Google Unveils Policy Changes Aimed at Protecting Minors on Company’s Platforms

Google on Tuesday unveiled a handful of policy changes aimed at protecting people under 18 from abuse on the search giant’s platforms.

According to blogs posted Tuesday, the company will allow minors or their parents to request to have their pictures removed from Google’s Image Search feature, a notable change because Google has historically taken a hands-off approach when it comes to managing its search engine. Google also said it will block targeted advertising based on the age, gender or interests of people under 18.

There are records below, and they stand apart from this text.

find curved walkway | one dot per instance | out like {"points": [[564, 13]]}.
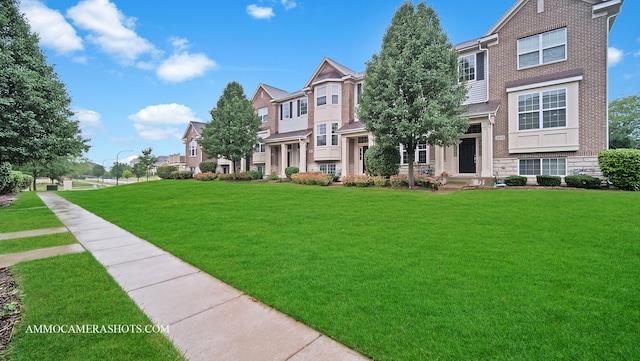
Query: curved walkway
{"points": [[207, 319]]}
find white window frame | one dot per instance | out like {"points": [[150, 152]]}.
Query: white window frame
{"points": [[470, 74], [335, 94], [321, 96], [263, 113], [539, 42], [540, 110], [193, 148], [546, 166]]}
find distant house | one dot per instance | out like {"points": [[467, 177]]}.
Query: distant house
{"points": [[194, 153]]}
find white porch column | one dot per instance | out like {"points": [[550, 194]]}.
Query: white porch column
{"points": [[283, 160], [344, 157], [267, 162], [487, 150], [303, 155]]}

YouTube, which is owned by Google, said it will change the default video upload settings for minors, automatically choosing the most private option available. The platform will also turn off autoplay by default for minors and turn on digital well-being tools, like alerts that remind people to take a break when they’ve been binging videos for a long time.

“We want to help younger users make informed decisions about their online footprint and digital privacy, including encouraging them to make an intentional choice if they’d like to make their content public,” James Beser, YouTube director of product management wrote in a blog post.

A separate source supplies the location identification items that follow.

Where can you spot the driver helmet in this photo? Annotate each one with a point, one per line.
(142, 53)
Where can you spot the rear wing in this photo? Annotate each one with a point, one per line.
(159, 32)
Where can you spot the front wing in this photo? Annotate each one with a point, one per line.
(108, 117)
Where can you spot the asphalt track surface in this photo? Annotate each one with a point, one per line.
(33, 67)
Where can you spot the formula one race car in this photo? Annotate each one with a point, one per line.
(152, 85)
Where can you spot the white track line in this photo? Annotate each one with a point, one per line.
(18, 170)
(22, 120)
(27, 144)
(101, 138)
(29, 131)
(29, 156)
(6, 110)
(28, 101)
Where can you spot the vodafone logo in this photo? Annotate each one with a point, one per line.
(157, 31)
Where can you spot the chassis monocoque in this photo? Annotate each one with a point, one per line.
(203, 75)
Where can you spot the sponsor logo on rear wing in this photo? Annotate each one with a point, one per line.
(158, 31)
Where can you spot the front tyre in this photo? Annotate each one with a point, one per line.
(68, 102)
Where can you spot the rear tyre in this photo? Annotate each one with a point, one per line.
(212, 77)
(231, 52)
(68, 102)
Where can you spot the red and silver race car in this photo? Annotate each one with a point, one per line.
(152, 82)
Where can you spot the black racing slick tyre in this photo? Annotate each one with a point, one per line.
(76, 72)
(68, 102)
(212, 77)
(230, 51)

Google changes in the coming months include:

  • A new policy allowing anyone under 18, or their parent or guardian, to request removal of their images from Google Image search results.
  • Blocking ad targeting based on the age, gender or interests of people under 18.
  • Users under 18 will not have the ability to turn on location history (which is off by default).
  • SafeSearch, which filters out explicit results, will be turned on for existing users under 18 and will be the default setting for teens creating new accounts.
  • Apps will be required to disclose how they use data as part of a new safety section for Google Play, which will also highlight which apps follow Google’s family policies.

Meanwhile, YouTube changes include:

  • Removing “overly commercial” videos from YouTube Kids, which YouTube says could be content that focuses solely on product packaging or “directly encourages” kids to spend money.
  • Adjusting the default upload setting to the most private option for users between 13 and 17, with private uploads only being seen by the user and whoever they choose.
  • Turning on “take a break” and bedtime reminders by default for users 13-17, and turning autoplay off by default for the group (although they can turn it back on).
  • Adding an autoplay option for YouTube Kids, but turning it off as the default setting in the app.

In addition to the product and policy changes, Google said it is developing new informational resources for young people and their parents to help them better understand what data is being collected, why and how it is used.

The moves come after years of criticism from government officials, parents, and advocacy groups.